6 thoughts on “The Fear Factor

  1. I hope it is the beginning of a story, Mari!
    It is an odd thing about humans, that we also crave fear. Fairground rides, horror films, ghost stories. We are never so pleased as when a story sends a pleasurable tingle down the spine. There is an adrenaline rush connected with danger, of course, even circumscribed danger, and I remember it with some nostalgia from my martial arts days…

    1. Hello Lucinda, and thanks for commenting. I’m never so happy as when I’m pleasantly unnerved (rather than truly scared), and I think that heady adrenaline rush is partly why. Perhaps that is also why people take part in extreme sports – or, indeed, martial arts!

  2. In addition to the creatures of nightmare that may be lurking unseen, I wonder if we might not also be able to sense our future self looking back on us through memory. What if each time we return to a memory, we leave a bit of psychic resonance behind? If that happens, it seems possible that with enough visits to a particular spot in memory-time, the conscious self that arrives at the moment of the event could feel something uncanny. I know there are moments I sense are going to be more momentous (pun intended!) just before something important/scary/horrible happens. I wonder if I have that premonition because I’ve looked back on that moment so many times that it is psychically charged by the time I reach that point in my timeline?

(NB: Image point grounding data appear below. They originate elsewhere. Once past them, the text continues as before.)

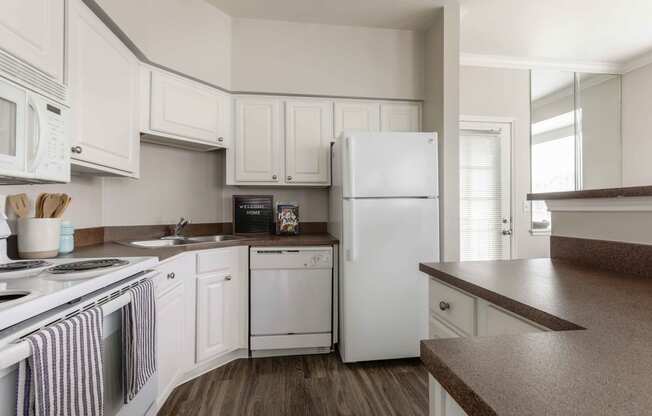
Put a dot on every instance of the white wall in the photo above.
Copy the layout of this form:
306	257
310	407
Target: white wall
190	36
306	58
502	92
637	135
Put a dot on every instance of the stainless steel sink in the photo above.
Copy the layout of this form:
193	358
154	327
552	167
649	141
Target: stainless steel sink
181	241
213	238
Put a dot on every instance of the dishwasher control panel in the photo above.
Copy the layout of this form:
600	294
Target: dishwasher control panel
291	258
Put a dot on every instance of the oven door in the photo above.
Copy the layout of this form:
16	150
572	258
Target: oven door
14	128
112	364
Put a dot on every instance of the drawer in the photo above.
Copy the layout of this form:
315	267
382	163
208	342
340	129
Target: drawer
216	260
453	306
440	330
504	323
173	271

    Reservoirs have a wonderful dark energy to them, don’t they? The idea of drowned villages, trees standing leafless in the murk, the sense of trapped energy in that much water prevented from flowing – really potent stuff! I think you could make a wonderful story of it!

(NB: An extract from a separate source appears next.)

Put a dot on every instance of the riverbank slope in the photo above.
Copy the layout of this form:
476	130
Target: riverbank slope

    1. Hi Aniko, and thanks for the comment! That’s an intriguing theory, and possibly yet another starting-point for a story. The mysteries of time are also a source of fascination, and I often wonder if time really is as straightforward and linear as we tend to believe. Perhaps we can indeed influence the past by our present actions…

  3. Hi Mari. That’s a sensible explanation you have about what makes us afraid of the unseen. Maybe it’s something that is hardwired into our survival mechanism, so no amount of logical explanation can override it since there is no immediate benefit of doing so. I personally prefer bright and sunny days – no lonely gloomy places for me lol

    1. Hello Greyson, and thanks for commenting. I do think that fear is hardwired into our DNA, and is necessary for our survival. Enjoy the bright days of summer!